Despite concerted efforts by major stakeholders over several decades, the quality of care in US hospitals is still known to be variable and often suboptimal. CMS, in conjunction with JCAHO and AHA, developed a “starter set” of 10 hospital-quality indicators to begin to assess the extent to which acute-care hospitals provide optimal care; the set of indicators collected has since expanded to 20. Approaches are being tested for using indicators of this type to develop pay-for-performance (P4P) methods that will reward hospitals for high quality.
There is considerable interest in analysis of these indicators, yet to date all information has been based on hospital-level aggregate results. In this project, we are using the national, patient-level data collected through this initiative—known as the Hospital Quality Alliance (HQA)—to describe the quality of care in the United States, to develop alternative composite measures, and to simulate the impact of alternative P4P scoring methods on hospital rankings. We are addressing the following questions:
- How do select groups of hospitals (safety net, teaching, rural, and high minority service) fare under the current scoring method in terms of quality rankings?

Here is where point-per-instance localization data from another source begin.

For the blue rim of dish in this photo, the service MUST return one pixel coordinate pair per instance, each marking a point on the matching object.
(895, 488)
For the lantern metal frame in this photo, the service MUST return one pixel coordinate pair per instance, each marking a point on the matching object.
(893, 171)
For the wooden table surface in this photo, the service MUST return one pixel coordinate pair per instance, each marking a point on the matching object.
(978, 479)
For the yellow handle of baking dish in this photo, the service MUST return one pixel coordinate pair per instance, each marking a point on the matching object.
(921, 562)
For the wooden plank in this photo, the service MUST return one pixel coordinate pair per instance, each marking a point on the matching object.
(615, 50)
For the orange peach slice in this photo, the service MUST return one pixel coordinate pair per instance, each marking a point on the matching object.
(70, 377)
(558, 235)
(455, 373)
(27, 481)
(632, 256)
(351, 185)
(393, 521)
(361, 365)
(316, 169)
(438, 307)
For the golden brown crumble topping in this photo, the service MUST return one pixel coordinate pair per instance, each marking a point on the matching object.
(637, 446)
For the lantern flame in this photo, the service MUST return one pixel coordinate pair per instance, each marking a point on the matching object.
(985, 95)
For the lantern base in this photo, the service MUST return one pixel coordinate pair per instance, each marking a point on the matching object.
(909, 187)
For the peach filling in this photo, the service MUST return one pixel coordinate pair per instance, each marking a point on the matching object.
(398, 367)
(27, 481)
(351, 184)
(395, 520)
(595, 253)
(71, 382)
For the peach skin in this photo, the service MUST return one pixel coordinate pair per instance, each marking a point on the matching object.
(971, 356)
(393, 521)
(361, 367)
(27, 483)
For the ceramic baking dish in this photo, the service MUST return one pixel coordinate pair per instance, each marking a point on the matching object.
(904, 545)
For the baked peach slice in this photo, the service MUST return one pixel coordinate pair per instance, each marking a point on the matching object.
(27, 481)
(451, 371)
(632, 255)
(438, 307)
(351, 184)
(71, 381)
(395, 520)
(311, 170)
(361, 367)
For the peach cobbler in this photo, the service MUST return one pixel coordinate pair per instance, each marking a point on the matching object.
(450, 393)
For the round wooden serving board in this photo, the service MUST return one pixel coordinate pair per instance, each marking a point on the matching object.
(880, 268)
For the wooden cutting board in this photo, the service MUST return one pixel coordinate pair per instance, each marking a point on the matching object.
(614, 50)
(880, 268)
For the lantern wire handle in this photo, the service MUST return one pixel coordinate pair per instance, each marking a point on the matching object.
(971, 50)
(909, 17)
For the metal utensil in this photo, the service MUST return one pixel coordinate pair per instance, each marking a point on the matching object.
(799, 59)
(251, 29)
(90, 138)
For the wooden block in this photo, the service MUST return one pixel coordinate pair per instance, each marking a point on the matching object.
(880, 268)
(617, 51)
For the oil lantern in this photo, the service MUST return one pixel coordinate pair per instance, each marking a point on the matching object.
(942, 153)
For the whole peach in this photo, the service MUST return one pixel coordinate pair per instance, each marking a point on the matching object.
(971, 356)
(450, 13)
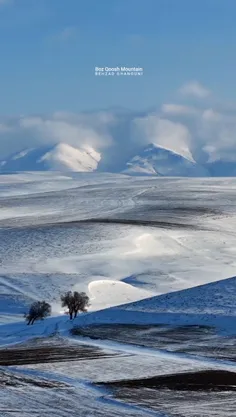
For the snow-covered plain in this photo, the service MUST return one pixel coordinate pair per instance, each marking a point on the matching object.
(122, 240)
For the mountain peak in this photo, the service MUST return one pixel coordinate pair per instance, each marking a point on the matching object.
(58, 157)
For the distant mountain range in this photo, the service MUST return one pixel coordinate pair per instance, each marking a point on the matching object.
(149, 160)
(60, 157)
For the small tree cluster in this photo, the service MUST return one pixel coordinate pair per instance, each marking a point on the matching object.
(38, 311)
(75, 302)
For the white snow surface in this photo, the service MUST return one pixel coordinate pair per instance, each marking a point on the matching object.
(46, 245)
(157, 160)
(60, 157)
(147, 250)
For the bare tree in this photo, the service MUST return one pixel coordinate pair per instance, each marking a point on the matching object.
(67, 300)
(81, 302)
(38, 311)
(75, 302)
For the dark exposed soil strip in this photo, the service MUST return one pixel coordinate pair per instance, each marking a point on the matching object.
(47, 354)
(209, 380)
(12, 380)
(78, 223)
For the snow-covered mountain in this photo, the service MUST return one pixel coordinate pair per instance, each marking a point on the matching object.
(157, 160)
(149, 160)
(60, 157)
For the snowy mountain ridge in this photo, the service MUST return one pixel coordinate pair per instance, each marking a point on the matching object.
(152, 159)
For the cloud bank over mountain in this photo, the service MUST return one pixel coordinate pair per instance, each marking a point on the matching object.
(198, 129)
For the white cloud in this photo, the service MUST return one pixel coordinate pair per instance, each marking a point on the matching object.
(65, 34)
(194, 89)
(205, 133)
(178, 109)
(163, 132)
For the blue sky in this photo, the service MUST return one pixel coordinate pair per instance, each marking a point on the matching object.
(49, 48)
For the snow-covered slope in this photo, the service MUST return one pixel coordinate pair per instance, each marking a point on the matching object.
(208, 305)
(60, 157)
(156, 160)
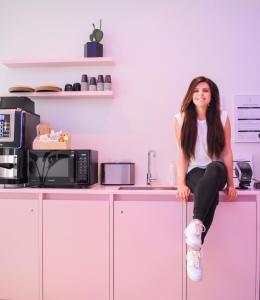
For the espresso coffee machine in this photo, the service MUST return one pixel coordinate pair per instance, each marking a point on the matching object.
(17, 132)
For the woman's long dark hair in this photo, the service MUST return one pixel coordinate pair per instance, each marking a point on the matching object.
(215, 134)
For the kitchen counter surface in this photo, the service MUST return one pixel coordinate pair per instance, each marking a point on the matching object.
(108, 190)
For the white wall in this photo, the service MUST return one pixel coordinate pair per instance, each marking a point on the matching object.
(158, 47)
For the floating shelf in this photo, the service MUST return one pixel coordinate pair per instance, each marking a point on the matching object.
(62, 95)
(86, 61)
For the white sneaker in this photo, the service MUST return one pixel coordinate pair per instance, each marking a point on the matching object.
(194, 269)
(193, 234)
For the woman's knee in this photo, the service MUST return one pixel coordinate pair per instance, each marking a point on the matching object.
(217, 171)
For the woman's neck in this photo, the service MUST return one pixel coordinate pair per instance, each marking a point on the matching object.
(201, 113)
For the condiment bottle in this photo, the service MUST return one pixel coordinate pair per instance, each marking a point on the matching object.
(84, 82)
(92, 84)
(100, 83)
(108, 83)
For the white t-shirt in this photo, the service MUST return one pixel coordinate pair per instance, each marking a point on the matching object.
(202, 158)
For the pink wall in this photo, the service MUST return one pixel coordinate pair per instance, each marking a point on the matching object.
(158, 47)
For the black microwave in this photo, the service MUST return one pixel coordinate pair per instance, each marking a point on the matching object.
(62, 168)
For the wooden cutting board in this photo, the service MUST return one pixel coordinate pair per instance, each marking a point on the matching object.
(20, 89)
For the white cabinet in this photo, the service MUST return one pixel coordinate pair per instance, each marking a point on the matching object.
(19, 249)
(76, 249)
(229, 254)
(148, 249)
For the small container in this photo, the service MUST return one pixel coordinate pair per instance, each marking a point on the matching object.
(108, 83)
(68, 87)
(172, 173)
(84, 82)
(100, 83)
(76, 86)
(92, 84)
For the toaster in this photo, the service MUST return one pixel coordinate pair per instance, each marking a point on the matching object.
(118, 173)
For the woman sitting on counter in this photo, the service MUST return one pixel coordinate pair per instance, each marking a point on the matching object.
(205, 162)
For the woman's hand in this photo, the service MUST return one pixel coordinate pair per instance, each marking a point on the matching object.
(183, 192)
(231, 193)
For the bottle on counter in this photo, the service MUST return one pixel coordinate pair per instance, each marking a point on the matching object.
(172, 173)
(84, 82)
(100, 83)
(108, 83)
(92, 84)
(76, 86)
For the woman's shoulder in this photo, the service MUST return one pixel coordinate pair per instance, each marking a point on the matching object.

- What are quality-scoring alternatives and how would they affect the rankings for select groups of hospitals? Of particular interest are methods that measure “perfect” or “complete” scores, computed as the fraction of patients receiving optimal (that is, all indicated) care; “point-of-care” process scores (for example, care at admission, discharge care and planning), rather than measures that are condition specific; performance-improvement scores (rather than scores based on meeting performance cutoffs in a given year); and disparity scores, computed as differences in quality scores between different types of patients.
- What are variations in quality by patient characteristics, including race, gender, insurance status, region, and socioeconomic status of patient zip code?